Logistic Regression Accuracy: 0.5031982942430704


## 5. Cross-validation for Reliable Accuracy

In [9]:
from sklearn.model_selection import cross_val_score

cv = StratifiedKFold(n_splits=5, shuffle=True, random_state=42)

scores = cross_val_score(
    rf,
    X,
    y,
    cv=cv,
    scoring="accuracy",
    n_jobs=-1
)

print("CV Accuracy:", scores.mean(), "+/-", scores.std())
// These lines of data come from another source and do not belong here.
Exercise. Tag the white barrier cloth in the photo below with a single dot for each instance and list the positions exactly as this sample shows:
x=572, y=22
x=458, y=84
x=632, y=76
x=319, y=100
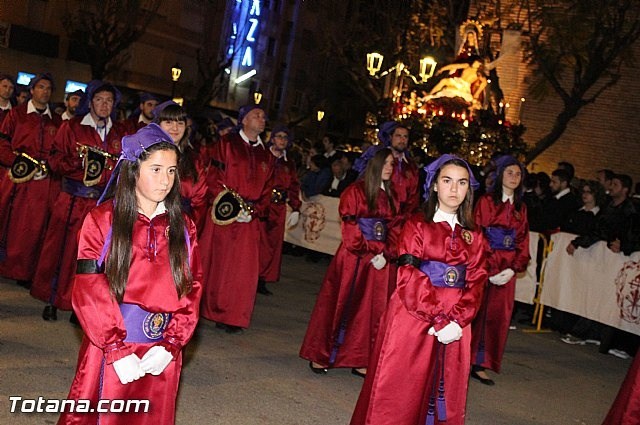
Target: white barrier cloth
x=595, y=283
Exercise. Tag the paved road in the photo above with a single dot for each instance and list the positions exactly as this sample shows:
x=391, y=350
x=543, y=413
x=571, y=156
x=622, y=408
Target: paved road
x=257, y=377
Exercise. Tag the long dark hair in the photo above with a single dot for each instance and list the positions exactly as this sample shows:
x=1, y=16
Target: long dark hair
x=186, y=164
x=125, y=213
x=373, y=178
x=465, y=210
x=496, y=193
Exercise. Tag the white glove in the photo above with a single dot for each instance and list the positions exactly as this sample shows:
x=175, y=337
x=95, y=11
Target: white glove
x=503, y=277
x=128, y=369
x=451, y=332
x=293, y=219
x=155, y=360
x=244, y=217
x=379, y=261
x=40, y=174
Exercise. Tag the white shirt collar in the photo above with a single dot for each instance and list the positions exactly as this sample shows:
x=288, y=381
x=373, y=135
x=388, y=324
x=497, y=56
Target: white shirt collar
x=31, y=109
x=506, y=198
x=160, y=209
x=88, y=120
x=595, y=210
x=562, y=193
x=142, y=118
x=246, y=139
x=451, y=218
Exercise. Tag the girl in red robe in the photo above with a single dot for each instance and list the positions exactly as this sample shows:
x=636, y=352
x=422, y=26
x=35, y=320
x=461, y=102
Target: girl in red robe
x=137, y=288
x=353, y=295
x=419, y=371
x=503, y=218
x=172, y=118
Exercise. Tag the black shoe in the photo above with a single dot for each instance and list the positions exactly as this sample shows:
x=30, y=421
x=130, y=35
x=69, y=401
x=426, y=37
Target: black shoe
x=356, y=372
x=24, y=283
x=262, y=288
x=49, y=313
x=485, y=381
x=234, y=330
x=318, y=370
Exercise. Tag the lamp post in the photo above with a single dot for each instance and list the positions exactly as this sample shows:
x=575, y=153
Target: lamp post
x=175, y=75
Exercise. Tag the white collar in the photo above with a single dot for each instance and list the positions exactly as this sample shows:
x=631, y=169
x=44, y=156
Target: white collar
x=562, y=193
x=506, y=198
x=142, y=118
x=246, y=139
x=160, y=209
x=31, y=109
x=595, y=210
x=451, y=218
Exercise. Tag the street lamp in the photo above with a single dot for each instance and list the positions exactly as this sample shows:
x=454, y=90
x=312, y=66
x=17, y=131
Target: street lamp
x=257, y=97
x=175, y=75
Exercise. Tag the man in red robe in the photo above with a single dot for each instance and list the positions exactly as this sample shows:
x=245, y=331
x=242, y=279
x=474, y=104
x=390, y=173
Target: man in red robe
x=84, y=176
x=285, y=190
x=230, y=251
x=26, y=138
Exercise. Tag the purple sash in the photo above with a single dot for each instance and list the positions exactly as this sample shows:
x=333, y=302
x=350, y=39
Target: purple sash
x=501, y=238
x=77, y=188
x=143, y=326
x=373, y=229
x=443, y=275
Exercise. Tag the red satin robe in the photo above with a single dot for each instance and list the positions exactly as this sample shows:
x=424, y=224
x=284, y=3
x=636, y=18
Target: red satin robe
x=626, y=407
x=405, y=185
x=194, y=193
x=491, y=327
x=285, y=177
x=55, y=269
x=400, y=376
x=354, y=294
x=151, y=286
x=25, y=207
x=230, y=253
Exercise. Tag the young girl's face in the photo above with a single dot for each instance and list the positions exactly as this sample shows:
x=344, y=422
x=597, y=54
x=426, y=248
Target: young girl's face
x=452, y=187
x=157, y=174
x=511, y=177
x=173, y=128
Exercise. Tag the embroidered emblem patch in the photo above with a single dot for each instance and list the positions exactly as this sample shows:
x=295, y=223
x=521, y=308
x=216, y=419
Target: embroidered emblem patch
x=467, y=236
x=451, y=276
x=154, y=324
x=378, y=231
CV Accuracy: 0.5408670931058991 +/- 0.007641609129049415


## 6. Classical ML Model Performance

| Model                 | Accuracy | Precision (macro avg) | Recall (macro avg) | F1-score (macro avg) | Notes / Hyperparameters |
|-----------------------|----------|---------------------|------------------|---------------------|------------------------|
| Random Forest         | 0.54     | 0.54                | 0.54             | 0.53                | n_estimators=500, max_depth=None, min_samples_split=5, min_samples_leaf=2, max_features='sqrt', class_weight='balanced' |
| SVM (RBF Kernel)      | 0.55     | 0.54                | 0.55             | 0.54                | C=5, gamma=0.01, class_weight='balanced' |
| Logistic Regression   | 0.50     | 0.50                | 0.50             | 0.50                | max_iter=3000, class_weight='balanced' |

**Cross-Validation (Random Forest 5-fold):** 0.541 ± 0.008  

## 7. Conclusion
Classical ML models provide a baseline, but their performance is limited by handcrafted features. This low accuracy highlights the need for deep learning approaches (eg. Wav2Vec2) to better capture complex audio patterns for emotion recognition.